Thank you for the cool info and photos. We thought our anthurium plant was mutant and going to kill us. Now we recognize that it is in fact in the family way, and your photo of the spadix with fruit was very reassuring. We can finally go to sleep.

Sadhana said...

Hi I had ordered seeds from Alex press and git something that does quite look like the seeds of anthurium. Can you please confirm.i want to send you the photo
My email is

Carolyn M. said...

My anthurium has several blooms and droplets on one. Do you need more than one plant? What if I put it outside for a while and let the bees at it?

mr_subjunctive said...

Carolyn M.:

Bees probably wouldn't do anything much with it, though I suppose something might (maybe flies?); I think in nature they're pollinated by beetles.

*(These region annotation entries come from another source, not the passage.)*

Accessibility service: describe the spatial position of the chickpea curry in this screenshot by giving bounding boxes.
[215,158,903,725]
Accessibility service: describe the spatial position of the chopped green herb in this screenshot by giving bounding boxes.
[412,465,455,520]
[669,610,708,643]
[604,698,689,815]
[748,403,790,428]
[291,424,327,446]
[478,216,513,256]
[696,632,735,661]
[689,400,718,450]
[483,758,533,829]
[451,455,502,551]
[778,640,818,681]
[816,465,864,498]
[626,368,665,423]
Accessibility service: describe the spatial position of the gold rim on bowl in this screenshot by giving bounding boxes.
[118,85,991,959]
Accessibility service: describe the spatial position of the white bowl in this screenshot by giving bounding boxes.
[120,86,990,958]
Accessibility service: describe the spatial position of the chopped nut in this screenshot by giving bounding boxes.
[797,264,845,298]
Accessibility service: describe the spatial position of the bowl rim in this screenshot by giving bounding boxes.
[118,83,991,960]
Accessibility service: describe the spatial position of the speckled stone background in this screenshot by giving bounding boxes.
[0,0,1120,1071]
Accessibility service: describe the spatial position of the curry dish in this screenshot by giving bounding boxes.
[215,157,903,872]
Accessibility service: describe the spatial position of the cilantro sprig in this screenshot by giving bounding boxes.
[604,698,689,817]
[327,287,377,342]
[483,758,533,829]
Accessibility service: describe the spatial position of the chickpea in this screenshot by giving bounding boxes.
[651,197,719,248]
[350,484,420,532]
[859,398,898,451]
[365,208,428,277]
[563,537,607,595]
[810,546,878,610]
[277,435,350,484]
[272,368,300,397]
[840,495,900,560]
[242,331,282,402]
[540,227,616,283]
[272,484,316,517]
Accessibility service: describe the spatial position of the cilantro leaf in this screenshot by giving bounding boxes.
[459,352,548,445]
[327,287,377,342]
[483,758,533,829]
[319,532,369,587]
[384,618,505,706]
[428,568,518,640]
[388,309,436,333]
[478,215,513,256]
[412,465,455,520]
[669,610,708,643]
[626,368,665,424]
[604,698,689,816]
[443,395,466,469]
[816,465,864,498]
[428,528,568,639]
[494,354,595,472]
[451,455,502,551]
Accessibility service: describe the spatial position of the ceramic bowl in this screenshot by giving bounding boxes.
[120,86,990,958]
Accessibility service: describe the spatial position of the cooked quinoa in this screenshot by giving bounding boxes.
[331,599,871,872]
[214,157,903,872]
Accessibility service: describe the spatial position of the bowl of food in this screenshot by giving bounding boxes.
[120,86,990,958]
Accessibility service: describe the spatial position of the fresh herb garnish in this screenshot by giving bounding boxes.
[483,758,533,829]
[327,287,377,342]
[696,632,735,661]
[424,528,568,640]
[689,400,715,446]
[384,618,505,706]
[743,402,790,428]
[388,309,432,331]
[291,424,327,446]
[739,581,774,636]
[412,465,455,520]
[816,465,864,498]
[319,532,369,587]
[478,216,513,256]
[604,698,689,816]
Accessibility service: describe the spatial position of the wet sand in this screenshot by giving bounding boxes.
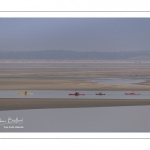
[0,61,150,110]
[0,98,150,111]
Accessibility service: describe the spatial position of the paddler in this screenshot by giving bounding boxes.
[99,92,102,95]
[75,92,79,96]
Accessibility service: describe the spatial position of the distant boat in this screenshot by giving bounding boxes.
[69,94,85,96]
[18,92,33,95]
[95,93,105,95]
[125,92,140,95]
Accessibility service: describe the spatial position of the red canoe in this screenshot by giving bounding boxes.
[125,92,140,95]
[95,93,105,95]
[69,94,85,96]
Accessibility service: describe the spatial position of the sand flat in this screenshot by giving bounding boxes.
[0,98,150,111]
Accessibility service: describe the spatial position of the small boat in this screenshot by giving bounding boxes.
[17,92,33,95]
[69,94,85,96]
[125,92,140,95]
[95,93,105,95]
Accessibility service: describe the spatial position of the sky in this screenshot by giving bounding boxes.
[0,18,150,51]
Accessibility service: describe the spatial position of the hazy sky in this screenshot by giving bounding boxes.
[0,18,150,51]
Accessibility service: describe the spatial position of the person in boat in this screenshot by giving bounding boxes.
[99,92,102,95]
[24,91,27,95]
[75,92,79,95]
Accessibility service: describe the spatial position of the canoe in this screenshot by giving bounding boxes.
[18,92,33,95]
[95,93,105,95]
[69,94,85,96]
[125,93,140,95]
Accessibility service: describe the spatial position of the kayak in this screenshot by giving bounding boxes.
[125,93,140,95]
[18,92,33,95]
[69,94,85,96]
[95,93,105,95]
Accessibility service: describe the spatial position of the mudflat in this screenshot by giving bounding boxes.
[0,60,150,91]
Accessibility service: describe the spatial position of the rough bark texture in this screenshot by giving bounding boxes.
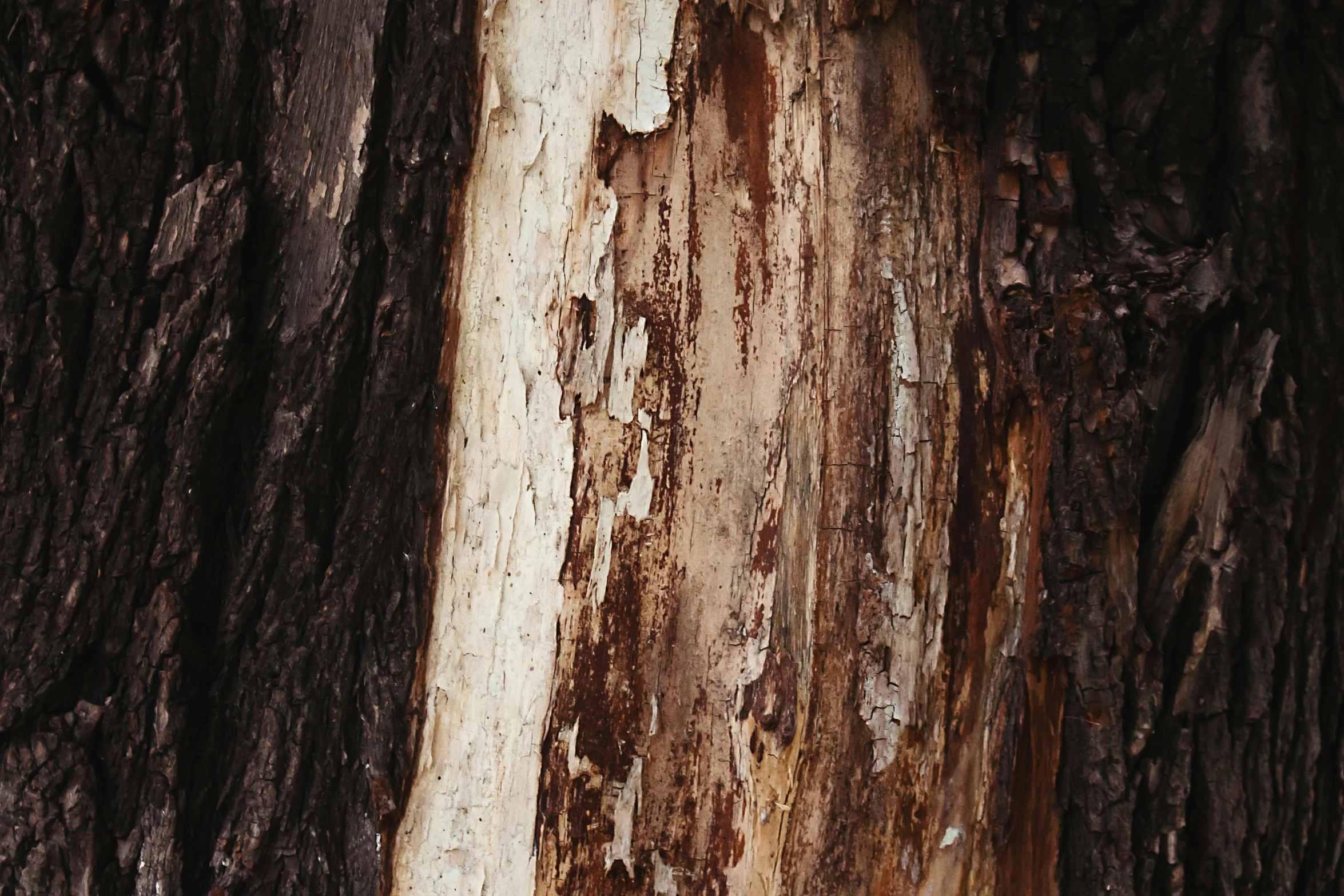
[0,0,475,896]
[0,0,1344,896]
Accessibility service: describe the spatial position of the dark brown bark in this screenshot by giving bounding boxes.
[0,0,1344,896]
[921,0,1344,893]
[0,0,475,895]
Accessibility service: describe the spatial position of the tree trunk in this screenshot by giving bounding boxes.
[0,0,1344,896]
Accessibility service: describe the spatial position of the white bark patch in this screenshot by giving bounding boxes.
[625,432,653,520]
[650,850,676,896]
[603,756,644,880]
[589,499,615,623]
[392,0,677,896]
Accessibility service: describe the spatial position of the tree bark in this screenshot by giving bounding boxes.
[0,0,1344,896]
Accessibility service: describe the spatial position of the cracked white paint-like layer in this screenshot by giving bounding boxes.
[603,756,644,880]
[392,0,677,896]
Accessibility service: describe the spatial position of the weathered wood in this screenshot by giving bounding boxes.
[0,0,1344,896]
[0,1,475,895]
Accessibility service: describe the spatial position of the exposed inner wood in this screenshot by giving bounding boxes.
[395,4,1057,893]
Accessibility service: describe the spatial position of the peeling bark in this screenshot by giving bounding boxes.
[0,0,1344,896]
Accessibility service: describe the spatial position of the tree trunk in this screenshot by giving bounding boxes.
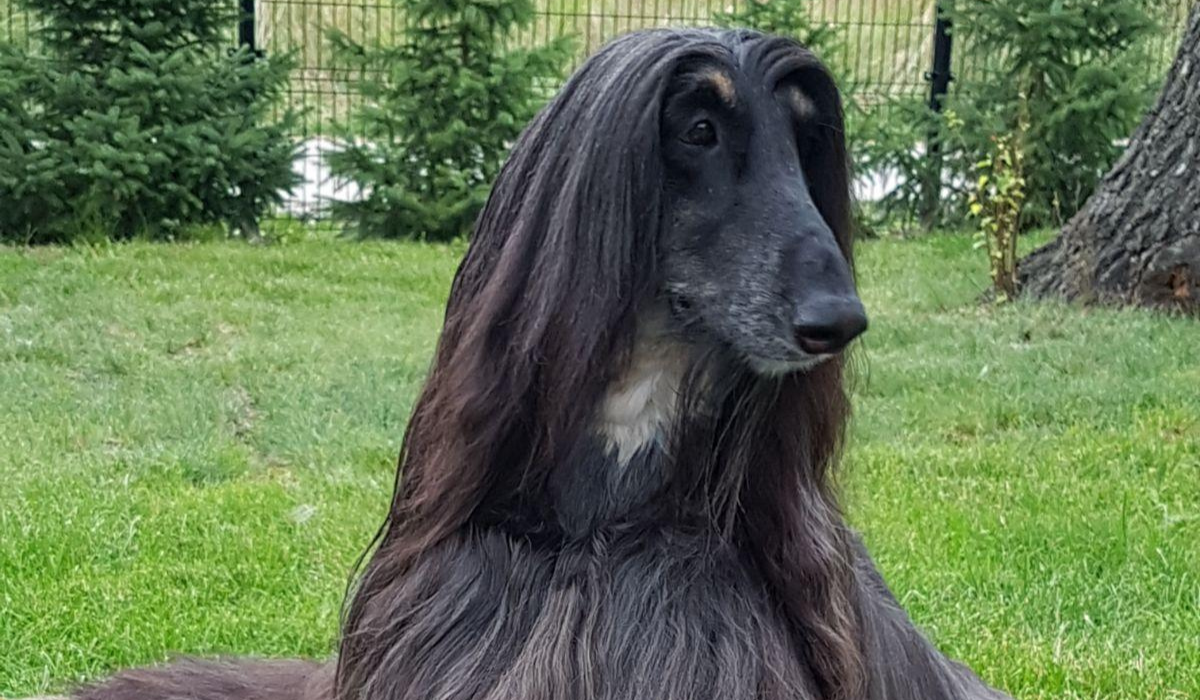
[1019,4,1200,315]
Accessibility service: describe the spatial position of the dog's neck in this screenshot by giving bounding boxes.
[595,310,690,468]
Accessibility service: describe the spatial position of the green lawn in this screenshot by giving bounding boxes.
[0,237,1200,699]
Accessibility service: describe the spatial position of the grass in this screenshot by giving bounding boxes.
[0,235,1200,700]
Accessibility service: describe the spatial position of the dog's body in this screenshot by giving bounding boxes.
[79,31,1003,700]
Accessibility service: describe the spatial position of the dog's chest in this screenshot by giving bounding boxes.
[380,532,816,700]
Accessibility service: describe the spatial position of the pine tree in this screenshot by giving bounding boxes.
[328,0,570,239]
[0,0,296,243]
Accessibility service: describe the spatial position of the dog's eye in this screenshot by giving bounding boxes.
[683,119,716,145]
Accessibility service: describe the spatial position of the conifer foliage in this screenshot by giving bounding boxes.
[0,0,296,243]
[328,0,570,240]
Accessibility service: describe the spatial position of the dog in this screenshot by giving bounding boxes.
[77,30,1006,700]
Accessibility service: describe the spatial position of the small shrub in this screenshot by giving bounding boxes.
[0,0,296,243]
[856,0,1158,229]
[949,0,1157,227]
[326,0,570,240]
[964,110,1028,304]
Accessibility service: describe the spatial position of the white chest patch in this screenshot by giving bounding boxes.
[596,322,688,466]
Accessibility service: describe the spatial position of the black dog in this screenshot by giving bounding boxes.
[82,31,1003,700]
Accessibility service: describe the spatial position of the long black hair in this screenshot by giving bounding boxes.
[338,30,865,700]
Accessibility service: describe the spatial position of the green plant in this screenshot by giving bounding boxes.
[948,0,1157,227]
[328,0,570,240]
[854,0,1158,231]
[0,0,296,243]
[964,113,1028,303]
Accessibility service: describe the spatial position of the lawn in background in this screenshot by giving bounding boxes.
[0,235,1200,699]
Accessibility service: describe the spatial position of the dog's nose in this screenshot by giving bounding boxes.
[792,297,866,355]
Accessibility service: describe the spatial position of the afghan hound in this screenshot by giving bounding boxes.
[77,30,1004,700]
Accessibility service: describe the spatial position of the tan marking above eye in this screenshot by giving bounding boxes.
[787,85,817,121]
[702,70,737,107]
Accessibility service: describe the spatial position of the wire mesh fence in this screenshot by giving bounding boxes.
[0,0,1192,217]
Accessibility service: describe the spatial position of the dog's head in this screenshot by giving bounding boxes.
[659,35,866,373]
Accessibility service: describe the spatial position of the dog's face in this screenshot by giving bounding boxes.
[660,62,866,375]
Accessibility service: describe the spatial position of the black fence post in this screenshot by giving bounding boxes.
[922,2,954,228]
[238,0,258,56]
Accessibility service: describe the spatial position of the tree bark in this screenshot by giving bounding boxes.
[1019,2,1200,315]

Anthurium plants are self-fertile in theory, but some plants don't produce any pollen, and some others can be pollinated but never develop the berries fully, so you may or may not need another plant. For plants that produce pollen, the timing is the trick: you need to get the pollen from one spadix onto another spadix that is receiving pollen, and it's not always obvious which spadices are receiving pollen.because of chromosomal abnormalities.

If you see that a spadix is producing pollen (usually pretty easy to see as a white or pale yellow powder), you can take a paintbrush, a bit of yarn, a bit of paper towel, etc., and use it to pick up some of the pollen. Brush the pollen on all the other spadices, since only one or two are likely to be receiving pollen at any given moment. Repeat once or twice a day (it may help to collect pollen at different times of the day) until pollen stops appearing, then see if anything happens.

It can take a while for the change to be obvious; pollinated spadices begin by looking kind of lumpy, and may begin to kink or curl, then the berries start swelling enough to look like berries. Then you get to wait for several months for the berries to mature.